Conditions That Often Overlap With POTS
You may have seen references to a “triad” of POTS, hypermobile Ehlers-Danlos syndrome (a connective tissue disorder that causes unusually flexible joints), and mast cell activation syndrome (which involves inappropriate immune responses). Patients increasingly present with some combination of these three conditions, and they do share overlapping symptoms like fatigue, flushing, and gastrointestinal problems.
However, the science connecting these three conditions is still limited. A thorough literature review found very few original research studies examining the relationship between all three, and no common underlying mechanism has been established. The overlap in symptoms may partly explain why they’re frequently diagnosed together. If you suspect POTS, it’s worth mentioning joint hypermobility or allergic-type symptoms to your doctor, but each condition needs to be evaluated on its own merits rather than assumed as a package deal.
What to Track Before Your Appointment
Doctors who specialize in autonomic disorders (the branch of the nervous system that controls heart rate, blood pressure, and digestion) are the most likely to recognize POTS quickly. Cardiologists and neurologists with autonomic expertise are typical starting points. Given the diagnostic delays most patients face, coming prepared makes a difference.
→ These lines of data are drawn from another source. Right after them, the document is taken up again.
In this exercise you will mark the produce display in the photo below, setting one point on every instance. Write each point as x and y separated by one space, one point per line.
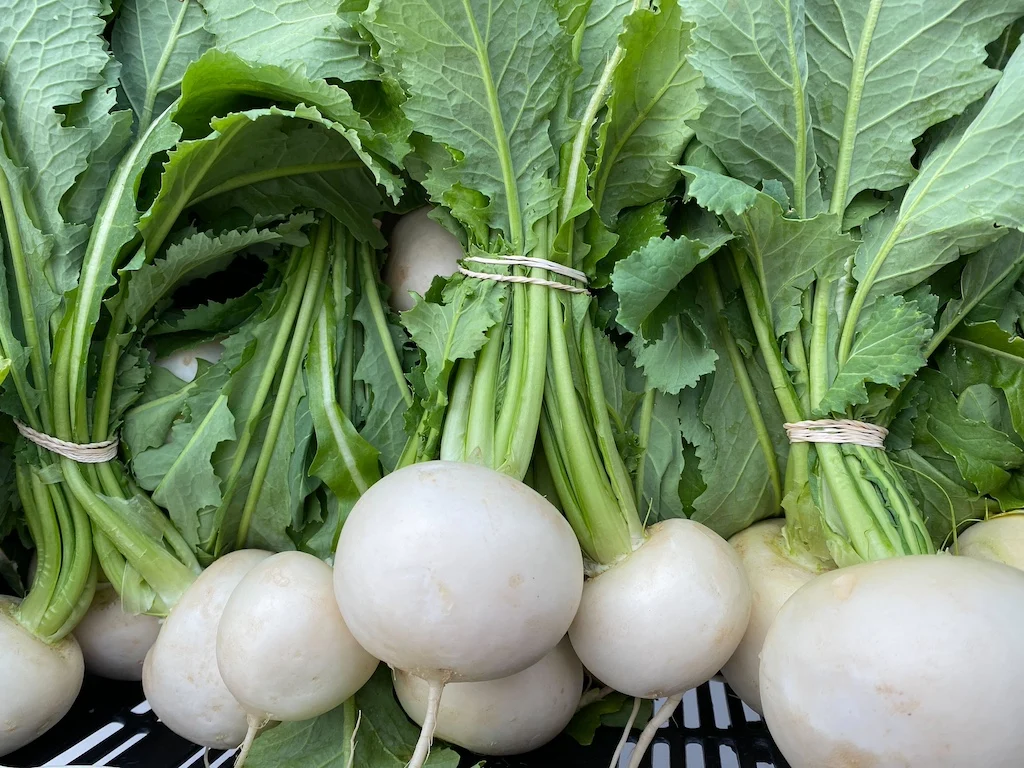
438 377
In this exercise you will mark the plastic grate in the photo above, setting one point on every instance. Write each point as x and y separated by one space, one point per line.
112 724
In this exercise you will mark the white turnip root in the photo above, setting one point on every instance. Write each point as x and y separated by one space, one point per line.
38 682
180 676
114 642
999 539
455 572
509 716
909 662
773 579
283 648
184 363
667 617
420 250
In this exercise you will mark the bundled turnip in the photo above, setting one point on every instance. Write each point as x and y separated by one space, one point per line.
820 308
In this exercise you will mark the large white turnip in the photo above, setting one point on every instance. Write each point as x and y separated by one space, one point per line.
907 662
115 642
773 579
420 249
455 572
38 681
283 648
999 539
665 619
508 716
180 676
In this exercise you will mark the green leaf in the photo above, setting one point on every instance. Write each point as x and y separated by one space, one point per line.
311 33
155 41
889 346
385 737
881 74
937 219
649 275
345 462
200 255
787 254
483 78
455 330
653 94
757 120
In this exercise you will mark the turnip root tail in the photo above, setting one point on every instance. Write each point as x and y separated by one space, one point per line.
255 726
626 732
429 723
647 735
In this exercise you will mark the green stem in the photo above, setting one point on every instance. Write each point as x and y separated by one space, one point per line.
368 282
311 298
714 293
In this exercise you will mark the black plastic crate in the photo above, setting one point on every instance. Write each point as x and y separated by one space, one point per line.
112 724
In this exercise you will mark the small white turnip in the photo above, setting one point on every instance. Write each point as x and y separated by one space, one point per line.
38 682
455 572
999 539
773 579
908 662
509 716
180 676
420 250
114 642
283 648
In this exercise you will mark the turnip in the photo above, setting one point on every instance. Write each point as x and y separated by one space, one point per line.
455 572
773 578
38 681
905 662
283 648
666 617
184 363
999 539
420 250
113 641
180 676
508 716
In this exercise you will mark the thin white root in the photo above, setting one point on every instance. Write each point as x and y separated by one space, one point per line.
648 733
351 742
594 694
255 726
429 723
626 733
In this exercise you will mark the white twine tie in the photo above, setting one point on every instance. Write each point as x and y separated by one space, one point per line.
839 431
530 261
81 453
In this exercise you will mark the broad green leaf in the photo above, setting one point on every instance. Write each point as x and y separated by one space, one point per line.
312 33
663 463
383 738
344 461
888 347
987 279
155 41
653 94
267 162
973 179
786 254
483 77
984 456
455 330
200 255
757 120
882 73
678 357
649 275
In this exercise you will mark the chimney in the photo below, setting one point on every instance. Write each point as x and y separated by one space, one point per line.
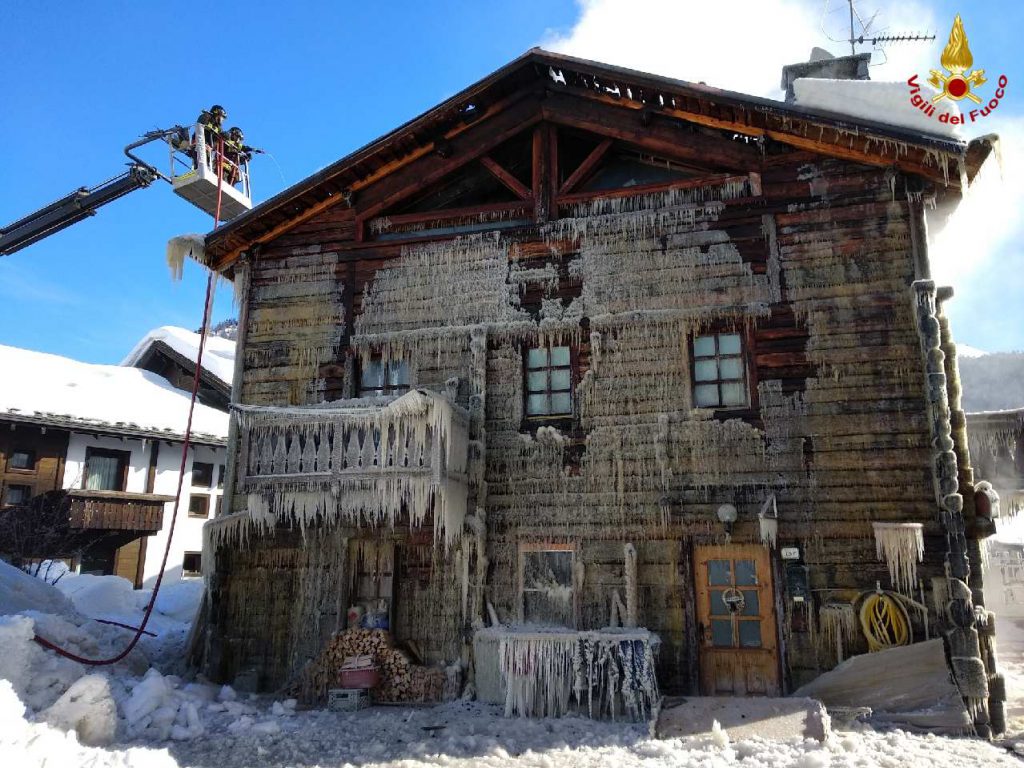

Keep a log for one to two weeks that includes your resting heart rate, your heart rate after standing for 2, 5, and 10 minutes, and any symptoms you experienced. Note the time of day, what you’d eaten and how much water you’d had, and how much sleep you got the night before. If your symptoms are worse at certain times or after certain triggers, that pattern is diagnostically useful. A home lean test result showing a consistent 30+ bpm rise, paired with a symptom diary, gives a clinician something concrete to work with rather than a vague list of complaints that could point anywhere.